L'errore da non fare
L'errore più comune è non asciugare bene le erbe dopo il lavaggio. L'acqua residua diluisce l'olio e introduce umidità che favorisce la formazione di muffe in frigorifero, rovinando tutto il condimento in pochi giorni. Prendi il tempo necessario per asciugare le erbe completamente, anche se ti sembra eccessivo: è il passo che garantisce la conservazione. Un secondo errore frequente è usare olio non sufficientemente fresco o di bassa qualità: il condimento assorbe perfettamente il sapore dell'olio, quindi scegli un extra vergine che ti piaccia gustato da solo.
I nostri consigli
- Il condimento si conserva in frigorifero per 3-4 settimane se le erbe erano fresche e completamente asciutte. Usa sempre un cucchiaio pulito per prelevarne la quantità che serve, senza intingere più volte lo stesso mestolo nel vasetto.
- Se raccogli le erbe direttamente dalla natura, scegli zone lontane da strade trafficate e assicurati di riconoscere con certezza le specie. Presentemolo al tagliere sotto buona luce prima di usarle, eliminando qualsiasi parte sospetta.
- Puoi personalizzare il condimento aggiungendo semi di girasole tostati, mandorle tritate finemente o anche mezzo cucchiaio di senape dolce. Le varianti regionali includono l'aggiunta di pinoli o noci, che rendono il condimento più sostanzioso.
- Usalo generosamente sulla pasta calda, sparse su uova sode, su formaggi freschi, su verdure lessate e ancora tiepide, oppure come accompagnamento per carni bianche arrosto. Una cucchiaiata aggiunge sapore senza appesantire.
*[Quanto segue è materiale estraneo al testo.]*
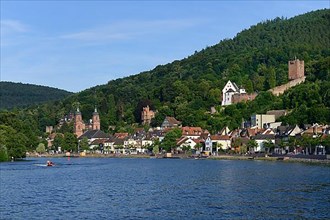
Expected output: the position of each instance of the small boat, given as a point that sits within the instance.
(50, 164)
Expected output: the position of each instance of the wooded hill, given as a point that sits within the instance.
(257, 59)
(22, 95)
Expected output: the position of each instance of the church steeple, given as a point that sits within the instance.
(79, 125)
(96, 120)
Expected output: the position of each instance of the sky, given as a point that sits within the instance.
(75, 45)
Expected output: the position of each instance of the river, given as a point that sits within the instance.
(113, 188)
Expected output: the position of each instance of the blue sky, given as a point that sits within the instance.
(75, 45)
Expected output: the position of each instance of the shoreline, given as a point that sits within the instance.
(185, 156)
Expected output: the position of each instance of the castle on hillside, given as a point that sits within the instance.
(146, 115)
(231, 94)
(296, 69)
(79, 125)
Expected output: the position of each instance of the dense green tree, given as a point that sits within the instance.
(41, 148)
(70, 142)
(83, 144)
(170, 139)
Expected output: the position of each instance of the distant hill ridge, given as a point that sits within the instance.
(256, 59)
(22, 95)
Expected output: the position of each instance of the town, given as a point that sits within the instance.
(263, 134)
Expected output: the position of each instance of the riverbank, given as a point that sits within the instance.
(285, 159)
(277, 159)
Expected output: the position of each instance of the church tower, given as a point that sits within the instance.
(79, 125)
(296, 69)
(96, 120)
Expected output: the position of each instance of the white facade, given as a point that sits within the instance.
(228, 91)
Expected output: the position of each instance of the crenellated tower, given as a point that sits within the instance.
(296, 69)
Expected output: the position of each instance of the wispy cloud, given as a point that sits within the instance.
(11, 26)
(130, 29)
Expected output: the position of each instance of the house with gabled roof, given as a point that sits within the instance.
(192, 132)
(186, 142)
(228, 91)
(261, 139)
(92, 135)
(170, 122)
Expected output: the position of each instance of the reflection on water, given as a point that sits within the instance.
(107, 188)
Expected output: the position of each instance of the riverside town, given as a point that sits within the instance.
(260, 137)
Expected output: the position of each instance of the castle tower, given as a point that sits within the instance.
(96, 120)
(296, 69)
(79, 125)
(147, 115)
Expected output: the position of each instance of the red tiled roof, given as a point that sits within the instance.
(121, 135)
(220, 137)
(192, 130)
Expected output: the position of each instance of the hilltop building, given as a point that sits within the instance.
(262, 121)
(228, 91)
(170, 122)
(232, 94)
(79, 125)
(296, 75)
(296, 69)
(146, 115)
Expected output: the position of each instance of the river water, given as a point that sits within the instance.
(112, 188)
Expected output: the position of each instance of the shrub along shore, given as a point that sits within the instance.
(186, 156)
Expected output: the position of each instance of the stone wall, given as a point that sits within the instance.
(243, 97)
(281, 89)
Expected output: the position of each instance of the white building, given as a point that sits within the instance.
(228, 91)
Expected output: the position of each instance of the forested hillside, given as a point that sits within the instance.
(256, 58)
(22, 95)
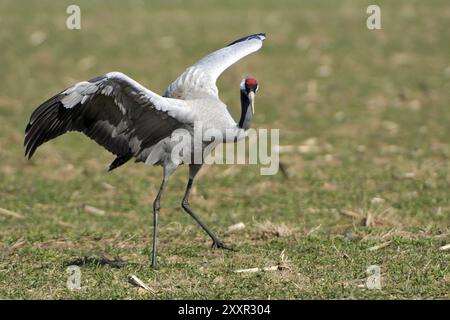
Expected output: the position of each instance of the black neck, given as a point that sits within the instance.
(246, 112)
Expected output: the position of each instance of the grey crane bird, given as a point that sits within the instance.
(131, 121)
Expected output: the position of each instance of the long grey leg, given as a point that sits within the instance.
(193, 170)
(155, 221)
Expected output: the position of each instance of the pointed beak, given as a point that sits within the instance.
(251, 97)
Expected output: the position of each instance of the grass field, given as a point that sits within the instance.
(370, 184)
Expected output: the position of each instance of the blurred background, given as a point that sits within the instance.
(363, 114)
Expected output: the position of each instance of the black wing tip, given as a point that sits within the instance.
(261, 36)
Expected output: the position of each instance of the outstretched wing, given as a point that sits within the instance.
(114, 110)
(199, 80)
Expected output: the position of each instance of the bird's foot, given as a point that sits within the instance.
(217, 244)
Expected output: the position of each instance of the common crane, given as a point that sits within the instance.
(131, 121)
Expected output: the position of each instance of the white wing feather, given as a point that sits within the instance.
(199, 80)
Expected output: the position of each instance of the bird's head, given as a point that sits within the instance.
(249, 86)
- Se vuoi congelarlo, versalo in piccoli contenitori o in vaschette di ghiaccio, lasciando 1 cm di spazio in alto per l'espansione. Si conserva in freezer fino a 3 mesi, anche se gli aromi volatili si attenuano leggermente.
Quando prepararla
La primavera è il momento migliore, quando le erbe selvatiche raggiungono il picco di freschezza e aroma: aprile e maggio sono ideali. Puoi comunque preparare il condimento durante l'estate con erbe raccolte nel primo mattino, quando la rugiada le ha rese più fragranti. Se coltivi le erbe in vaso sul balcone, puoi farlo tutto l'anno raccogliendo dai germogli teneri.
Domande frequenti
- Posso usare solo erbe secche al posto di quelle fresche? Le erbe secche perdono gran parte dei loro aromi volatili. Se le usi, riduci la quantità a un terzo rispetto a quelle fresche e usa acqua tiepida invece di olio per fare una pasta, poi aggiungi l'olio a freddo. Il risultato non è lo stesso, ma rimane commestibile.
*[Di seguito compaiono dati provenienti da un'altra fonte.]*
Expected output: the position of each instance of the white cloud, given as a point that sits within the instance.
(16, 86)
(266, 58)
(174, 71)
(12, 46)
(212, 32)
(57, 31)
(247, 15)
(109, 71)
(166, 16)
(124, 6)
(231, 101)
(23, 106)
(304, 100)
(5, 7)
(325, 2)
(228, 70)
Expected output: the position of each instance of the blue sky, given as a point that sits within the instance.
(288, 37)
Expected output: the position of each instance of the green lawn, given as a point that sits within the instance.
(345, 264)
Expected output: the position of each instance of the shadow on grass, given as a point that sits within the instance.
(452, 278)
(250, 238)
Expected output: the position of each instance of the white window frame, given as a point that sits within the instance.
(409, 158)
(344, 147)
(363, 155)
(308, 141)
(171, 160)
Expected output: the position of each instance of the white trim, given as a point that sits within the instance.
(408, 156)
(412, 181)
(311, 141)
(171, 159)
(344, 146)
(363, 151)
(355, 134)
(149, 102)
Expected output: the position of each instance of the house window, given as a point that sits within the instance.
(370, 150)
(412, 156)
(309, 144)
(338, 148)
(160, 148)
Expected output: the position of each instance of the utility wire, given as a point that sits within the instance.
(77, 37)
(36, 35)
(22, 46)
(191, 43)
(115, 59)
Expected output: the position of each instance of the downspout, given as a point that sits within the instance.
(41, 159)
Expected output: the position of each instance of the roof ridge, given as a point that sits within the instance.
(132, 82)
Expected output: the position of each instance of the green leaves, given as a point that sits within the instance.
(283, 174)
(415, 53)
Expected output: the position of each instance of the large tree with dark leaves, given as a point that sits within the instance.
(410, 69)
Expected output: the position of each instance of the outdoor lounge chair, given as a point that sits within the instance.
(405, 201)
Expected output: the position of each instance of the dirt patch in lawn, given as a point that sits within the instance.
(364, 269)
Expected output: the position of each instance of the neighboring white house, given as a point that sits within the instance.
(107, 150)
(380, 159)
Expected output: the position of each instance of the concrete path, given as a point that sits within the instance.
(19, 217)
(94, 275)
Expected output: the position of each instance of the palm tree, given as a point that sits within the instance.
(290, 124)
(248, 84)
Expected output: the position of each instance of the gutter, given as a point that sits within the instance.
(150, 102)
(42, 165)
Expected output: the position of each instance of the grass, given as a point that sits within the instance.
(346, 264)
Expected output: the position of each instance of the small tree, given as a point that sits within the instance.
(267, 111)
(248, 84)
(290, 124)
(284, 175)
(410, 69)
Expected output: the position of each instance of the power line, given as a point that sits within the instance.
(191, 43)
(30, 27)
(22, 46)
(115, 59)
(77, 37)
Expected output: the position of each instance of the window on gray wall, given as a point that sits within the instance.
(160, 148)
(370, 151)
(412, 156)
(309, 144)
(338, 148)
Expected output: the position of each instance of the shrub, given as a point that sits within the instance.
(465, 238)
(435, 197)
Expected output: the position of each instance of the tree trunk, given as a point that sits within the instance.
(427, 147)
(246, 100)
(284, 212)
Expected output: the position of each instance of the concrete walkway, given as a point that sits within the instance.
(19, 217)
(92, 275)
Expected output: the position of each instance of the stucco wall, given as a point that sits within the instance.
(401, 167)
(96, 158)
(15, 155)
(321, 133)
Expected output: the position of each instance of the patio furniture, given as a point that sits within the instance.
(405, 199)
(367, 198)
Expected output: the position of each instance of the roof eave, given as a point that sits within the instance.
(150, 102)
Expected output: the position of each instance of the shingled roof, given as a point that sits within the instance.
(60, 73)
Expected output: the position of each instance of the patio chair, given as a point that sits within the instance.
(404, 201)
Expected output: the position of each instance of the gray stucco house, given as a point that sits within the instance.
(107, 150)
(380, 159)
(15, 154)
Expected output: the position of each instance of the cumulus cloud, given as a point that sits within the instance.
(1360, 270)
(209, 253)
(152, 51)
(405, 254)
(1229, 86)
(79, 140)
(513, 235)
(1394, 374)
- Che differenza c'è tra rucola selvatica e rucola normale? La rucola selvatica ha un sapore più piccante e pepato rispetto a quella coltivata, ed è più ricca di nutrienti. Se non la trovi, la rucola da orto va bene, aumentando semplicemente la quantità di prezzemolo per compensare.
- Il condimento può diventare muffa? La muffa appare come una patina biancastra o grigia. Succede se l'olio non copre completamente le erbe o se il vasetto non è pulito. Se vedi muffa, butta via tutto il contenuto e inizia da capo. Una piccola quantità di muffa non è sufficiente a salvare il resto.
- Posso aggiungere un conservante naturale? Un cucchiaio di aceto bianco o il succo di mezzo limone aggiunto al condimento aiuta a preservarlo, ma altera il sapore. Se preferisci, prepara porzioni più piccole e conservale in freezer invece di tenerle a lungo in frigorifero.